The only problem with this proof is that it's an indirect proof, which many books seek to avoid until much later -- the U of Chicago text doesn't cover indirect proofs until Chapter 13. I notice that the U of Chicago text gives an interesting definition of parallel:

Definition:
"Two coplanar lines m and n are parallel lines if and only if they have no points in common, or they are identical" (emphasis mine).

So this definition actually allows a line to be parallel to itself! Although not common in most texts, this alternate definition allows the above indirect proof to become a direct proof:

Proof:
We have that either m and n intersect at some point P, or they don't intersect. In the latter case, we are already done. In the former case, we have both m and n as lines through P perpendicular to l, and by the previous theorem, there is only one such line. So m and n are the same line. Therefore m and n have either no point in common, or every point in common -- and by our definition, both of these implies that m and n are parallel. QED

For completion, let me give the proof of the Perpendicular to Parallels Theorem. As we noted earlier, this proof will require Playfair's Parallel Postulate. It also contains an indirect part:

Perpendicular to Parallels Theorem:
In a plane, if a line is perpendicular to one of two parallel lines, then it is perpendicular to the other.

Proof:
Let's say we're given lines k, l, and m, with k parallel to m and l perpendicular to m. Also, the point where l and m intersect, let's call it A, and the intersection of k and l we'll call B. So our goal is to prove that k and l are perpendicular.

Let n be the perpendicular bisector of segment AB. So both m and n are perpendicular to l, and so by the Two Perpendiculars Theorem, m and n are parallel. Now we want to reflect m about line n, to produce a new line, m'. But where is m'? We already know where the image of one point on m is -- namely A, of course. The image of A is exactly B since n is the perpendicular bisector of segment AB (definition of reflection). Since A lies on m, its reflection image B lies on m'. This also implies that the reflection image of l is exactly l itself, since A and B lie on l.

Now can m and m' have any points in common? Suppose they have a point C in common -- that is, C lies on both m and m'. Since C lies on m, its reflection image C'  lies on m', and since C' also lies on m, its own reflection image must lie on m'. But the reflection image of C' is just C itself -- the U of Chicago text calls the Flip-Flop Theorem (since n is the perpendicular bisector of segment CC' and trivially C'C as well). So there are two lines passing through both C and C' (namely m and m') when there is only supposed to be one such line, a contradiction. So m and m' have no points in common -- that is, they are parallel.

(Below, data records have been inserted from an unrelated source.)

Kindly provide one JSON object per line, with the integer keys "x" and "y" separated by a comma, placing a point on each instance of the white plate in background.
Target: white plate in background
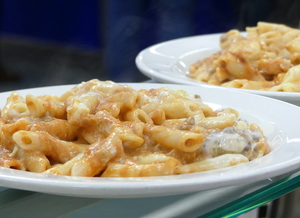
{"x": 279, "y": 121}
{"x": 169, "y": 62}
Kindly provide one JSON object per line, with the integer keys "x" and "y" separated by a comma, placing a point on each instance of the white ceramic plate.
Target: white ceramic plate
{"x": 168, "y": 62}
{"x": 279, "y": 121}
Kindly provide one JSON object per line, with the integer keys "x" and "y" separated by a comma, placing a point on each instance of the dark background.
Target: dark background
{"x": 68, "y": 41}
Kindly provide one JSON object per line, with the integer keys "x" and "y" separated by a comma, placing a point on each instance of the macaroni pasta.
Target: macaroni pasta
{"x": 103, "y": 129}
{"x": 267, "y": 58}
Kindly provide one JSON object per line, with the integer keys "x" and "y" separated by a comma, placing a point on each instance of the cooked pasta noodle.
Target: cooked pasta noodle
{"x": 267, "y": 58}
{"x": 103, "y": 129}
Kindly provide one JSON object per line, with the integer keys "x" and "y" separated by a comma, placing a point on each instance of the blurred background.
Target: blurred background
{"x": 68, "y": 41}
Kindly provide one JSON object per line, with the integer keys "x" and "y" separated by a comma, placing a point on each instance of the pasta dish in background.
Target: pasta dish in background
{"x": 266, "y": 58}
{"x": 104, "y": 129}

Recall that B lies on m'. So m' is a line parallel to m passing through B. By Playfair, there is exactly one such line -- and we already know of such a line, namely k. So the reflection image of m over line n is exactly k. By the Reflection Postulate part e, reflections preserve angles, and since l and m are perpendicular (a 90-degree angle), their reflection images l and k meet at the same angle, so they must be perpendicular. QED

This proof is admittedly long. It may be shortened if we've already proved the following Lemma:

Lemma:
If a line is perpendicular to its reflecting line, its image is identical to itself.
If a line is parallel to its reflecting line, its image is parallel to itself.

Notice that Woo proved a similar lemma for 180-degree rotations -- a line passing through the center of rotation is mapped to itself, and a line not passing to the center is mapped to a line parallel to itself -- but he didn't prove this lemma for reflections. I'd say that the Lemma is worth proving, but it still requires an indirect proof unless we use the trick of defining every line as parallel to itself.